On June 22, Spain’s Congress approved a reform for the Corporación de Radio y Televisión Española (RTVE), to improve the management and image of the public broadcaster by steering it away from years of corruption and government influence.

The reform established that the President of RTVE and its Board members will have to go through a public contest and be ratified by a two-thirds majority in Spain’s Congress and Senate. If not reached, four parliamentary groups will intervene to create an absolute majority. The reform was agreed by all parties in June 2017.

However, during a Parliamentary session on September 13, the People’s Party (Partido Popular – PP) proposed an amendment that would require more parliamentarians but fewer parties, which would reduce the consensus and – most importantly – step back from the agreements reached during the summer.

The PP proposed that the second ballot for the vote for RTVE’s president and board should require the support of three-fifths of the Chamber, rather than the two-thirds previously agreed on.

This meant that in case the nominations would not be resolved in the first ballot, the sum of the PP and the Spanish Socialist Workers’ Party’s (Partido Socialista Obrero Español – PSOE) vote, which are the two main parliamentary groups, would have been enough to reach the number of votes necessary to make a decision. Thus, the final elections of the public broadcaster’s representative bodies would have fallen in the majority parties, marginalising the rest of the parliamentary groups.

This change was blocked on September 21 when the Congress finally approved the June reform, discarding the PP’s proposed amendment with the consensus of the PSOE, Ciudadanos and Podemos. The new law has been approved to “recover the independence of the corporation RTVE and the pluralism in the parliamentary election of its organs”.

Yet according to PSOE deputy José Miguel Camacho, “the work is not finished”. Camacho urged all parties to agree and work together to achieve greater independence, “to be a public service at the service of citizens and not parties,” putting an end to the vetoes, purges and constant manipulation [of RTVE]

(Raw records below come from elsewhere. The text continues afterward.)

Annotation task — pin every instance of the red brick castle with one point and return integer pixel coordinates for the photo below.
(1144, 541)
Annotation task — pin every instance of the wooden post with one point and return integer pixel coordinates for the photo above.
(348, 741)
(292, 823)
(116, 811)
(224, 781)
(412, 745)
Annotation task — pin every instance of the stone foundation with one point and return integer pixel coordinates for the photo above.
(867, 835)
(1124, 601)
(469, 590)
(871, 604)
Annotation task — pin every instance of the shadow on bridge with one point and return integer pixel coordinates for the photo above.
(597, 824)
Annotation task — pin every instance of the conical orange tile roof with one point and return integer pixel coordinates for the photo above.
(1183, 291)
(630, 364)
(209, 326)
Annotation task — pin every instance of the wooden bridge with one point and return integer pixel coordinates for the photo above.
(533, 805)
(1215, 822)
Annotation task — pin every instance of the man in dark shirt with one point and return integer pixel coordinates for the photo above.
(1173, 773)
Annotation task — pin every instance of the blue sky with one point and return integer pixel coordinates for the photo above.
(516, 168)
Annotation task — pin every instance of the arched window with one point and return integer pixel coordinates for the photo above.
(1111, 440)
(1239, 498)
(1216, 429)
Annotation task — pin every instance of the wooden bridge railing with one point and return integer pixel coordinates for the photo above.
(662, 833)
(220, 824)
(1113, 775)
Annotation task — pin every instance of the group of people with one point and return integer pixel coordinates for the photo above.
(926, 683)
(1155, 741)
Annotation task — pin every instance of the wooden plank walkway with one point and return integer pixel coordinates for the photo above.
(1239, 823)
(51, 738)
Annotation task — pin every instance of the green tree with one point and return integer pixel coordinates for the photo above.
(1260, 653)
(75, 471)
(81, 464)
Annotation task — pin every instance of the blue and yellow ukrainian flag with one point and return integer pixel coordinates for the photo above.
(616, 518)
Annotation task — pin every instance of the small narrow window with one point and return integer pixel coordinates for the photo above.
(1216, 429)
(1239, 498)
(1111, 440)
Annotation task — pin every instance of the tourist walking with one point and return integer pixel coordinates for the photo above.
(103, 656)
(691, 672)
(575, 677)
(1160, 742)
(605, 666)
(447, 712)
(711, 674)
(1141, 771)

“We will have the independence and pluralism that we have been reclaiming for years”

However, the passing of the law still remains a very important step and a sign that things have started to change for public broadcasting in Spain.

We are very happy with what has happened today, fundamentally because it means that things have begun to change and that, sooner rather than later, we will have the independence and pluralism that we have been reclaiming for years,” said Alejandra Martínez, as spokesman of the Informational Councils, to info Libre.

The Senate also approved a motion submitted by the political party Podemos which sees the institution of a committee of experts with the aim of working on the basis of the public contest that will be used to designate the new president of RTVE.

According to Martínez, the new president “has to be someone with enthusiasm, with a clear direction and project, since right now RTVE is in a moment of almost last chance, and we have to take advantage of it to get out of irrelevance, and get back to the place that public radio and television deserve”.